Barack Obama might deride this as “politics as usual,” a bitter party-line vote as an act of political symbolism and not an effort at meaningful policy-making. But in fact, the moment — and the entire health care debate — represents the culmination of a decades-long trend in the capitol: There is no longer a center in the Senate.

Or, as William Galston at the Brookings Institution put it, the most conservative Democrat in the Senate is still well to the left of the most liberal Republican.

Keith Poole, a professor at the University of California at San Diego, and several other political scientists have illustrated exactly what this fact looks like. The group developed a system (best explained here by mathematician Jordan Ellenberg) that plots individual politicians, and entire classes of Congress, on a numeric scale from liberal to conservative based on their roll-call votes. The tool allows for the direct comparison of politicians over time.

These three histograms show the steady polarization of Congress since the 1970s: In the most recent data, there is virtually no overlap between the parties (movement that mirrors the more widely researched polarization of the American public). As Poole dryly sums up: “Modern American politics is completely dysfunctional. There are no moderates left in either political party.”

He attributes the trend to the rightward movement of the Republican Party after the civil rights movement and the realignment of Southern Democrats. Individual politicians didn’t become more conservative; rather, moderates were slowly replaced, just as Southern Democrats were largely replaced by Republicans.

The shift follows wide ideological overlap between the two parties from roughly World War I through the early 1960s. (Poole has analyzed congresses dating back to the end of Reconstruction here).

The full data suggests that this is not just a polarized moment in politics, but the most polarized the legislature has been in more than a century. That makes Obama the first president to try to push a sweeping entitlement reform through a legislature with no center.

The problem is compounded by what Poole calls the one-dimensional nature of Congress today, where the differences between politicians boil down to the question of government’s role in the economy. Representatives were split in the past along regional lines as well due to racial issues, but with the outlawing of segregation, most of those issues today have been recast as economic questions of redistribution.

As for where we go next: “Something’s got to break,” Poole said. “This can’t continue forever.

“I think what you’re seeing now is the crack-up, and the crack-up is that Congress will not be able to control entitlement spending. Democrats can pass things because they’ve got these big majorities, but they won’t stick.”

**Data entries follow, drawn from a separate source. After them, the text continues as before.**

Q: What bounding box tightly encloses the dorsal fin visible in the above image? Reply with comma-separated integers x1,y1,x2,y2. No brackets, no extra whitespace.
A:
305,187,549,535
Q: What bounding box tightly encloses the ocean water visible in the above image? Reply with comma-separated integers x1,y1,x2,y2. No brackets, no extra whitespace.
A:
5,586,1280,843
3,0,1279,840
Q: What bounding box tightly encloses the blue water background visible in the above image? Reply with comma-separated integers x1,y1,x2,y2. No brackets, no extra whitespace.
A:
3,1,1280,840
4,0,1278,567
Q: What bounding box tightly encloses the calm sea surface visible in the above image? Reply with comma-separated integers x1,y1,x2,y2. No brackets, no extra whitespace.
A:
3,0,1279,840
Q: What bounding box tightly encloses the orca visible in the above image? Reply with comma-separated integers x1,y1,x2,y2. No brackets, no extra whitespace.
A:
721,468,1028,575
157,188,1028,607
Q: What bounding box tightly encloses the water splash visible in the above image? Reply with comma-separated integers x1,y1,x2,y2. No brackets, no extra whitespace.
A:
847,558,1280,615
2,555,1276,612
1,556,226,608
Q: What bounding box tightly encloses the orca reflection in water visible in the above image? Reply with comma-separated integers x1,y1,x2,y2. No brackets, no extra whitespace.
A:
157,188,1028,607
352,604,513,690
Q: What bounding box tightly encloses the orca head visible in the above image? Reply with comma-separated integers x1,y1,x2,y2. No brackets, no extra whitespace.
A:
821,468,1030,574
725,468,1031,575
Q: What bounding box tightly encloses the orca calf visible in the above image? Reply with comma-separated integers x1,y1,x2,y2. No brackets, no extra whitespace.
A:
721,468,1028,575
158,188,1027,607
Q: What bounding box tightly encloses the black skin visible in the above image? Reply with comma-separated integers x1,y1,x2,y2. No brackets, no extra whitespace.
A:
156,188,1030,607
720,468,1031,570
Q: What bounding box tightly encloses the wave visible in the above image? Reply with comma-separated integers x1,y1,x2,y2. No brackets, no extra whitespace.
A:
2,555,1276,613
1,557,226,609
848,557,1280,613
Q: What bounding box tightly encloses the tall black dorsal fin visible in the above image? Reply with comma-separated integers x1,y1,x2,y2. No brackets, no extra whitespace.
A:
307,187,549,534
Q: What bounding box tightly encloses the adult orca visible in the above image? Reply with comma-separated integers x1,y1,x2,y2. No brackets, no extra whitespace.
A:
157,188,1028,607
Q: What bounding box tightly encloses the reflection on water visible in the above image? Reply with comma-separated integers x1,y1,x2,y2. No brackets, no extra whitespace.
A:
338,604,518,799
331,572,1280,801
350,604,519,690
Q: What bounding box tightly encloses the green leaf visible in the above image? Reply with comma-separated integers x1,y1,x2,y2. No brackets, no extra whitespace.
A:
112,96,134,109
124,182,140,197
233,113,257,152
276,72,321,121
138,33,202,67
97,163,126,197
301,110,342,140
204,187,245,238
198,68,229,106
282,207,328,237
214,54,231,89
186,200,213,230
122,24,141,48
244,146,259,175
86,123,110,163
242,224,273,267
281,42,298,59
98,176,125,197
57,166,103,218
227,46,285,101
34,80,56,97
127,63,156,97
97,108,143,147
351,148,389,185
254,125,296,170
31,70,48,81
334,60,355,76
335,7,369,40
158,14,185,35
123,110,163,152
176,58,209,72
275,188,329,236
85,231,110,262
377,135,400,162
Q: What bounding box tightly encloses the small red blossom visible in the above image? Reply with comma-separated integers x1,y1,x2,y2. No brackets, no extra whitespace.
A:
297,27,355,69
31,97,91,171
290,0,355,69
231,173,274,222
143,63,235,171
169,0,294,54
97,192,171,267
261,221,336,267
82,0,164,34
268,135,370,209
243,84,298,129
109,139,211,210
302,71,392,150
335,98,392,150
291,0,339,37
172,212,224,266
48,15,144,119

Poole’s parting thought: Even if Democrats return to their mid-20th century extended majority in Congress, the U.S. could never become the type of social democracy modeled in Europe. Europe can afford to devote a larger share of GDP to social programs; it has outsourced much of its defense (and defense of assets like global shipping lanes) to America. That means the U.S. may not be able to afford health care for its own because it pays for security for the world.